In United States v. Chadwick, supra, the appellants were taken into custody after they were observed removing a 200-pound footlocker from a train at the Boston Station. They placed it in the trunk of a car and while the trunk was still open they were arrested by DEA agents. An hour-and-a-half later, the locker was opened without a search warrant at the Federal Building in Boston and was found to contain large amounts of marihuana. The motion to suppress the marihuana was granted by the district court and that court's order was affirmed by the Court of Appeals for the First Circuit and the Supreme Court of the United States. In response to the Government's argument that the search should have been upheld because a warrantless search at the time of the arrest would have been permissible, Chief Justice Burger, writing for the Court stated:
However, warrantless searches of luggage or other property seized at the time of an arrest cannot be justified as incident to that arrest either if the "search is remote in time or place from the arrest," Preston v. United States, 376 U.S. (364), at 367, 84 S.Ct. (881) at 883, (11 L.Ed.2d 777) or no exigency exists. Once law enforcement officers have reduced luggage or other personal property not immediately associated with the person of the arrestee to their exclusive control, and there is no longer any danger that the arrestee might gain access to the property to seize a weapon or destroy evidence, a search of that property is no longer an incident of the arrest.
97 S.Ct. at 2485 (footnote omitted).
The Government argues that the facts here are distinguishable from those in Chadwick and that under United States v. Edwards, 415 U.S. 800, 94 S.Ct. 1234, 39 L.Ed.2d 771 (1974) the search should be upheld. We prefer not to take any position on this question, but rather rest our affirmance here on the ground that Chadwick is not to be applied retroactively. The Fifth Circuit has previously so held in United States v. Montgomery, 558 F.2d 311 (1977). In United States v. Peltier, 422 U.S. 531, 535, 95 S.Ct. 2313, 45 L.Ed.2d 374 (1975), Mr. Justice Rehnquist pointed out that where the retroactivity problem has been raised in exclusionary rule situations, the Court has determined that the new constitutional principle should be applied only prospectively.
The teaching of the retroactivity cases is that if the law enforcement officers reasonably believed in good faith that evidence they had seized was admissible at trial, the "imperative of judicial integrity" is not offended by the introduction into evidence of that material even if decisions subsequent to the search or seizure have broadened the exclusionary rule to encompass evidence seized in that manner.

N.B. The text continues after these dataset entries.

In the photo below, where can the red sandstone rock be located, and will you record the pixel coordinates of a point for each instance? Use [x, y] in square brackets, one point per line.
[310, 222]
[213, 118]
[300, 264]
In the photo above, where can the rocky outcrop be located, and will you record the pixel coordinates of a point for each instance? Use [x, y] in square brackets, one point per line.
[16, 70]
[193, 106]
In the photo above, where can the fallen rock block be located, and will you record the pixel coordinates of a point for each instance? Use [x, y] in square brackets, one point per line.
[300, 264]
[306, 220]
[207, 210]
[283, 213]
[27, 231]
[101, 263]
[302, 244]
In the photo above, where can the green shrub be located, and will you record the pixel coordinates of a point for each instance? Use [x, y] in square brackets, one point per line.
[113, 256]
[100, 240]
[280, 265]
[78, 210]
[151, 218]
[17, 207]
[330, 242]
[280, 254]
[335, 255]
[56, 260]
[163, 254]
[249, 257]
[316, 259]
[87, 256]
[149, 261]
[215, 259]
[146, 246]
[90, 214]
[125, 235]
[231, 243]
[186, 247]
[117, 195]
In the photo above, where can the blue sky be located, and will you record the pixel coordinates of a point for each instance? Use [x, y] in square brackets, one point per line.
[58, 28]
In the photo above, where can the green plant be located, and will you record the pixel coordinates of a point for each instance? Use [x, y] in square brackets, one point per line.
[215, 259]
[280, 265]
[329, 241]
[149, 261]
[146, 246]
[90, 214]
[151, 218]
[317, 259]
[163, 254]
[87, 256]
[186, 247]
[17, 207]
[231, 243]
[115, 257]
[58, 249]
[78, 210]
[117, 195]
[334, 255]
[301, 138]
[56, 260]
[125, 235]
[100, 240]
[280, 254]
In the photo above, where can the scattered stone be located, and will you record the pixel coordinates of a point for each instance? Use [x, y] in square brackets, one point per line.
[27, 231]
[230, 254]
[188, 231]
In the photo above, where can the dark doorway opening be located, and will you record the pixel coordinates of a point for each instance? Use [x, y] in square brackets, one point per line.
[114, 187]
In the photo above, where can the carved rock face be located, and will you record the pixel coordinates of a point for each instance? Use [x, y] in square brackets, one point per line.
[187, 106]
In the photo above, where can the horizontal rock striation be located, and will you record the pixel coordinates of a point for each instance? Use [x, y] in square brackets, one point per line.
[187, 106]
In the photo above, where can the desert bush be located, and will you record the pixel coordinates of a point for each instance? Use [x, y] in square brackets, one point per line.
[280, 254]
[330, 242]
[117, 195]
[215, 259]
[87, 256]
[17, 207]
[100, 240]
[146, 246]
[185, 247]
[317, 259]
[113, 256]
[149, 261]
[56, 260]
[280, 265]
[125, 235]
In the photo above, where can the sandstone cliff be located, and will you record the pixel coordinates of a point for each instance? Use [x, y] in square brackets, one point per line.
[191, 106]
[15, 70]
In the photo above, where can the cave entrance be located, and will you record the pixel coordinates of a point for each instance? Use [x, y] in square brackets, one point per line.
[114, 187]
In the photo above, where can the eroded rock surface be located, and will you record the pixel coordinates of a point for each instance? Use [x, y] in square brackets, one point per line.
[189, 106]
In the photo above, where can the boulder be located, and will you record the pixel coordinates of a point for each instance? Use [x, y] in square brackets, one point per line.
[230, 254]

Id. at 537, 95 S.Ct. at 2317.
Prior to Chadwick there was ample authority for the proposition that if a warrantless search of property could have been made at the time of the arrest, a subsequent warrantless search would also be valid. E. g., United States v. Chadwick, supra, 97 S.Ct. at 2488 n. 2 and cases cited therein (Blackmun, J. dissenting); United States v. Montgomery, supra, 558 F.2d at 312; United States v. Frankenberry, 387 F.2d 337, 339 (2d Cir. 1967); United States v. Caruso, 358 F.2d 184, 185 (2d Cir. 1966), cert. denied, 385 U.S. 862, 87 S.Ct. 116, 17 L.Ed.2d 88 (1966). See also United States v. Edwards, supra, 415 U.S. at 803, 94 S.Ct. at 1237. ("It is also plain that searches and seizures that could be made on the spot at the time of arrest may legally be conducted later when the accused arrives at the place of detention."). Indeed, the earlier affirmance of this panel from the bench evidences the degree to which this principle was accepted prior to Chadwick.

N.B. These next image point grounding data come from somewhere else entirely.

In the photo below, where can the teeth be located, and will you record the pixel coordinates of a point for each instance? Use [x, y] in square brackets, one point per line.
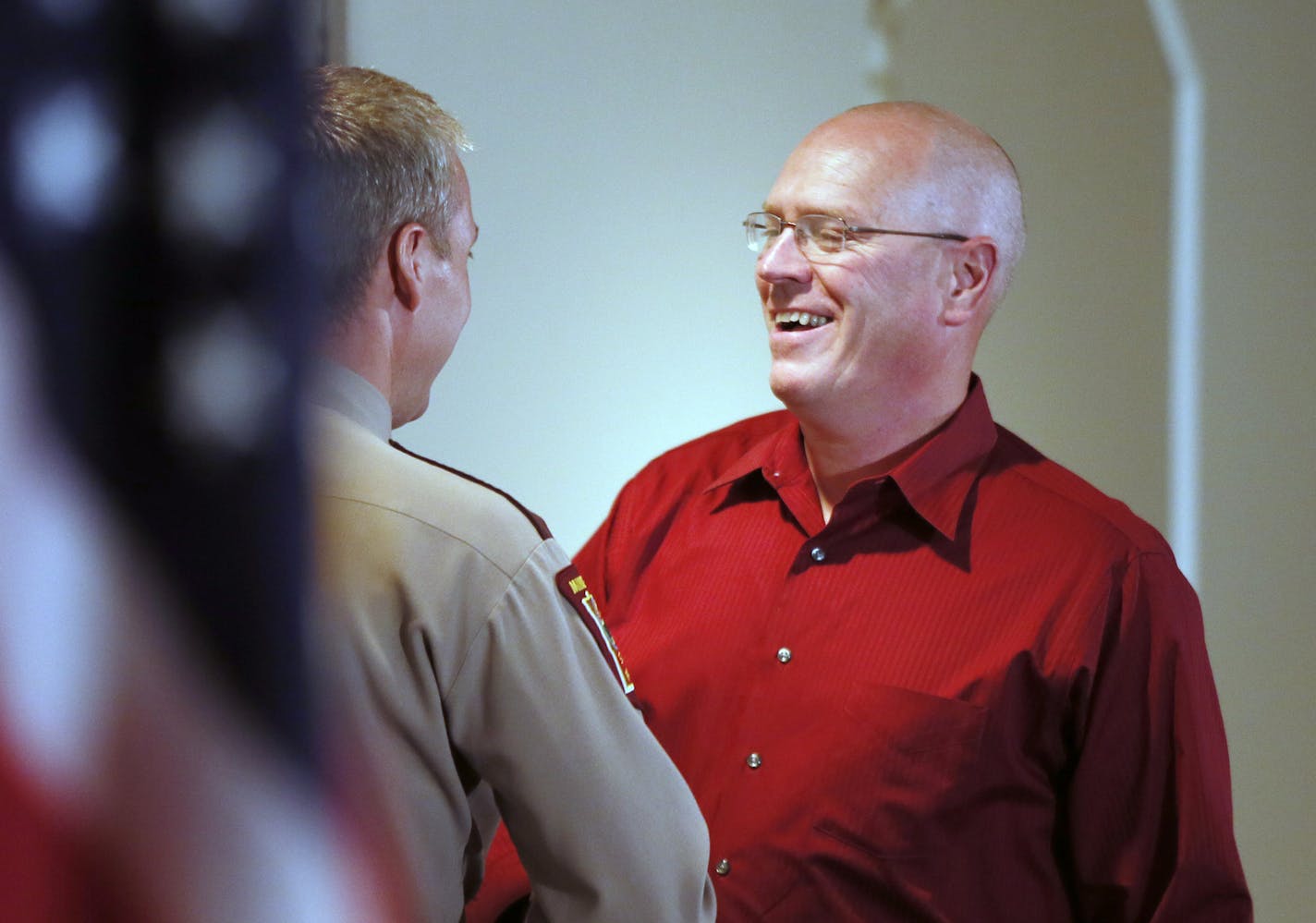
[801, 317]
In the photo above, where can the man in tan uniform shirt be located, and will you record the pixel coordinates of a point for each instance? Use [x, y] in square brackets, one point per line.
[463, 652]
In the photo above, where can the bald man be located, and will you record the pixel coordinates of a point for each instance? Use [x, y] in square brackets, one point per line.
[911, 668]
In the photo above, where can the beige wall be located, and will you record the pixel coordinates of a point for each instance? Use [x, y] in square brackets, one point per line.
[1080, 95]
[620, 145]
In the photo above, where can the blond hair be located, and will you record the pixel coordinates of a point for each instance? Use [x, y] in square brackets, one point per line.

In light of this precedent, the agents here were obviously acting in good faith in searching the box after the arrest, and previously evidence so obtained would have been admitted without hesitation. Hence, neither deterrence nor judicial integrity, the two purposes served by the exclusionary rule, is furthered by retroactive application. See United States v. Peltier, supra, 422 U.S. at 539, 95 S.Ct. 2313. The obvious burden on the administration of justice that would be created by retroactive application is another factor properly to be taken into consideration in denying Chadwick retroactive effect here. Stovall v. Denno, 388 U.S. 293, 297, 87 S.Ct. 1967, 18 L.Ed.2d 1199 (1967).
On rehearing we affirm for these reasons.